Sa porte est situé 3 appartements en face du mien. Des morceaux de journaux en dépassent.
Je sonne. A ce moment la minuterie du couloir éteint les lumières et je me retrouve dans une semi-obscurité. De l'autre côté de la porte, j'entends un bruissement. La porte s'entrebâille et un homme relativement âgé m'ouvre la porte. D'une voix un peu chevrotante et très méfiante : "Que voulez-vous ?" De ma voix la plus aimable (et en souriant), je lui répond que je suis un de ses voisins et que je souhaiterai lui emprunter un déboucheur. Il ouvre alors plus grand sa porte et me fait rentrer (un peu de force) dans son appartement. Avant même de rentrer, des effluves d'odeurs de renfermés mélangés à ceux dû à son âge (oui les personnes âgées ont une odeur plus âpre) envahissent mes naseaux et me mettent dans l'ambiance.
Mon voisin devait être un octogénaire ou plus très loin. Vêtu d'un pull délavé beige et d'un pantalon en velours marron qu'il ne remplissait pas. Au pied, des chaussons bleu foncé à carreaux vert kaki. Il avait les traits marqués, un nez aquilin, replié sur lui-même et bossué. Les joues creuses, des pommettes saillantes et des yeux enfoncés. Quelques cheveux blancs éparses et décoiffés sur le crâne terminant ce portrait. Son appartement était assez sombre. Je ne pouvais qu'entre-apercevoir la pièce de gauche. Un mur juste en face de moi avec une porte, c'était ma principale vision. Des cartons étaient empilés ça et là, désordonnés, donnant un aspect de champs de batailles où circuler devait être difficile. Alors qu'un silence de mort submergeait ses murs, je me sentais comme au milieu d'une cacophonie.
A peine entré, il referma la porte derrière moi. "Comme dans un piège à rats" me dis-je intérieurement. Il s'excusa pour le désordre et me redemanda ce que je cherchais.
"Un déboucheur... un déboucheur...
- Oui le truc rouge avec un bâton qui aspire.

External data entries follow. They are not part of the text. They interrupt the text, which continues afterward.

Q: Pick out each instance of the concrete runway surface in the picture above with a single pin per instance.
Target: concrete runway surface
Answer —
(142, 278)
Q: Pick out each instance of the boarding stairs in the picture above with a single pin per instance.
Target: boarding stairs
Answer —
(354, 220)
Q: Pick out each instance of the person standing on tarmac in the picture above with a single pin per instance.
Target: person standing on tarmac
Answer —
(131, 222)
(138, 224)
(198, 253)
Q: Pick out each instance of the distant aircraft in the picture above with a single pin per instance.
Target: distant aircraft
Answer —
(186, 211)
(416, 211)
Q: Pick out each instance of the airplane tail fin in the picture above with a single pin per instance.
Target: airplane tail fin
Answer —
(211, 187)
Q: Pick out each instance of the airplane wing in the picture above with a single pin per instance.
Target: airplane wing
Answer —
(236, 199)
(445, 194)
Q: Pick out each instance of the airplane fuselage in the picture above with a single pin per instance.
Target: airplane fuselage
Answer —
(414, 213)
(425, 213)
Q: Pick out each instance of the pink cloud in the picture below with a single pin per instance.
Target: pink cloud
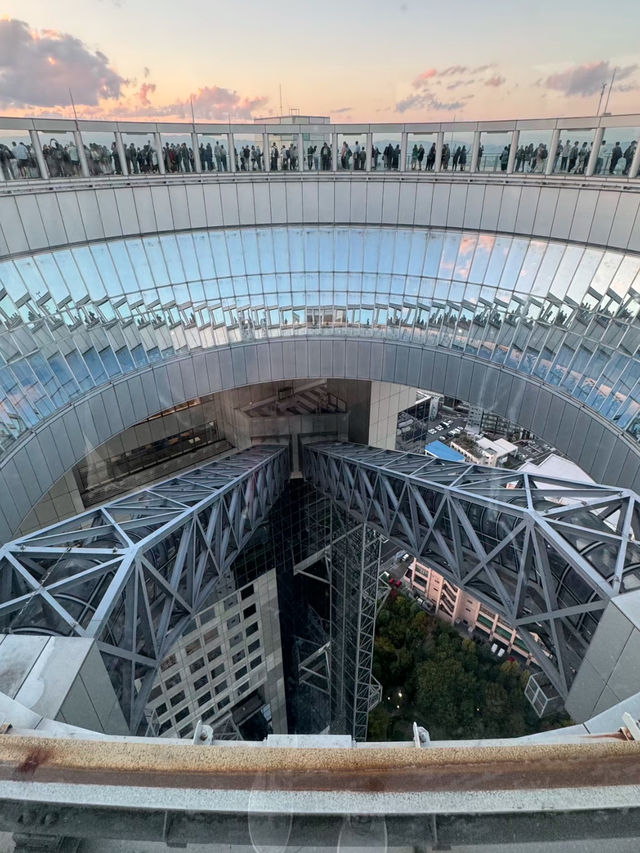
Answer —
(421, 79)
(38, 69)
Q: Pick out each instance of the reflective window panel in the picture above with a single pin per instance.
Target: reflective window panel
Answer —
(617, 150)
(352, 152)
(493, 153)
(214, 155)
(60, 154)
(100, 151)
(572, 153)
(533, 151)
(140, 153)
(17, 157)
(456, 151)
(177, 153)
(248, 152)
(317, 152)
(421, 151)
(283, 152)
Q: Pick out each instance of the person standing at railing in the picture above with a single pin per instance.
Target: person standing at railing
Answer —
(616, 154)
(601, 158)
(583, 159)
(431, 157)
(628, 157)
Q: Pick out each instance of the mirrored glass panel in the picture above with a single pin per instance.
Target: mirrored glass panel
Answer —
(101, 153)
(248, 152)
(533, 151)
(352, 152)
(493, 153)
(140, 153)
(572, 153)
(616, 153)
(177, 153)
(61, 155)
(317, 152)
(17, 157)
(421, 151)
(214, 155)
(283, 152)
(456, 151)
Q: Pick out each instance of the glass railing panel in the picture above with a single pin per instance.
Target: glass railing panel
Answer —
(421, 152)
(177, 153)
(352, 152)
(456, 151)
(140, 152)
(617, 150)
(493, 152)
(316, 152)
(283, 152)
(214, 156)
(60, 154)
(386, 152)
(573, 151)
(17, 157)
(533, 151)
(101, 153)
(248, 152)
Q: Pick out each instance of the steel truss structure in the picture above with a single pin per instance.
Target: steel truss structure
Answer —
(545, 553)
(132, 573)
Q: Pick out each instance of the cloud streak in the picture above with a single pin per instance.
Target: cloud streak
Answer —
(585, 80)
(38, 69)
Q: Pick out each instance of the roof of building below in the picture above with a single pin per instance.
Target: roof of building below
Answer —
(442, 451)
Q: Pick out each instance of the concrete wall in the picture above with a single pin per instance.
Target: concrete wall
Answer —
(62, 678)
(39, 218)
(610, 671)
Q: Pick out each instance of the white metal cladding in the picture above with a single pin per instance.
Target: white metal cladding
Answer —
(74, 319)
(545, 553)
(133, 572)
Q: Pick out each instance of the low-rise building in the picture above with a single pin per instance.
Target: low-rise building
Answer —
(449, 602)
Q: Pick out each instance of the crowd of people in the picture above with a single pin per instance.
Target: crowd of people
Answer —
(63, 160)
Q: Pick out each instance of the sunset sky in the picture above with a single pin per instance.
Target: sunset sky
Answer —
(369, 61)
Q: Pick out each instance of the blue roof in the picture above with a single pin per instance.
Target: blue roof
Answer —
(441, 451)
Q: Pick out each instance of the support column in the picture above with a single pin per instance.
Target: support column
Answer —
(475, 149)
(121, 154)
(404, 137)
(266, 153)
(196, 152)
(437, 166)
(82, 154)
(231, 157)
(593, 156)
(157, 141)
(551, 156)
(37, 148)
(515, 138)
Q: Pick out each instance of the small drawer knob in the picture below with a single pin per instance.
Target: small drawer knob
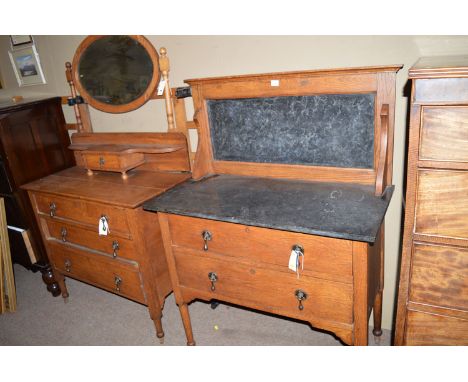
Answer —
(52, 209)
(207, 236)
(67, 264)
(115, 248)
(118, 283)
(301, 296)
(213, 278)
(64, 233)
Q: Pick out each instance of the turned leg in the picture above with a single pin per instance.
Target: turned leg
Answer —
(187, 325)
(49, 279)
(158, 326)
(61, 281)
(377, 331)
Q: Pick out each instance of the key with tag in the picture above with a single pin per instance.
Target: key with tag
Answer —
(103, 226)
(161, 86)
(294, 259)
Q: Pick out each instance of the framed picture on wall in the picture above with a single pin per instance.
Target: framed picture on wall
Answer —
(19, 40)
(27, 66)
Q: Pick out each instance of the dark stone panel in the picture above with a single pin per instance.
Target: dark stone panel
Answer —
(339, 210)
(324, 130)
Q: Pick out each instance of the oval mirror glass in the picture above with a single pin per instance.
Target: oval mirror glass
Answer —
(116, 73)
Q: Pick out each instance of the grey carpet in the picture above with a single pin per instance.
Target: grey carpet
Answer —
(92, 316)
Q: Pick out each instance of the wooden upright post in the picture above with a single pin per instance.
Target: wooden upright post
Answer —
(8, 289)
(164, 67)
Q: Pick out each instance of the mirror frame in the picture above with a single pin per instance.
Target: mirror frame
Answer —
(136, 103)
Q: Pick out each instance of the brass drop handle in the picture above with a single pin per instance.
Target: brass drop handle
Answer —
(117, 282)
(64, 233)
(213, 278)
(207, 236)
(301, 296)
(67, 265)
(115, 248)
(52, 209)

- Oui, oui, je vois très bien ce que c'est."
Il ouvrit donc la porte en face de nous. Alluma la lumière et je vit le débarras. Non plutôt la salle de bain. Enfin ce qui ressemblait à une salle de bain. La baignoire dans le fond de ce local blafard de quelques mètres carrés. Un étendoirs au dessus où quelques vêtements séchaient. Dans la baignoire une bassine rouge à moitié pleine (ou vide au choix), sur une autre bassine à l'envers. Elles étaient sous le robinet. A droite, l'évier en émail blanc au dessus d'un meuble de la même couleur. Dans une eau croupie et savonneuse, des chaussettes et un t-shirt trempaient. Directement à côté toujours à droite, les toilettes. Un fratras posé sur la cuvette, sur le meuble blanc, sur la petite tablette qui trônait sous le miroir et au dessus de l'évier. Le reste n'était que fourbi et journaux. Il cherchait lentement, courbé, alenti par le poids des années.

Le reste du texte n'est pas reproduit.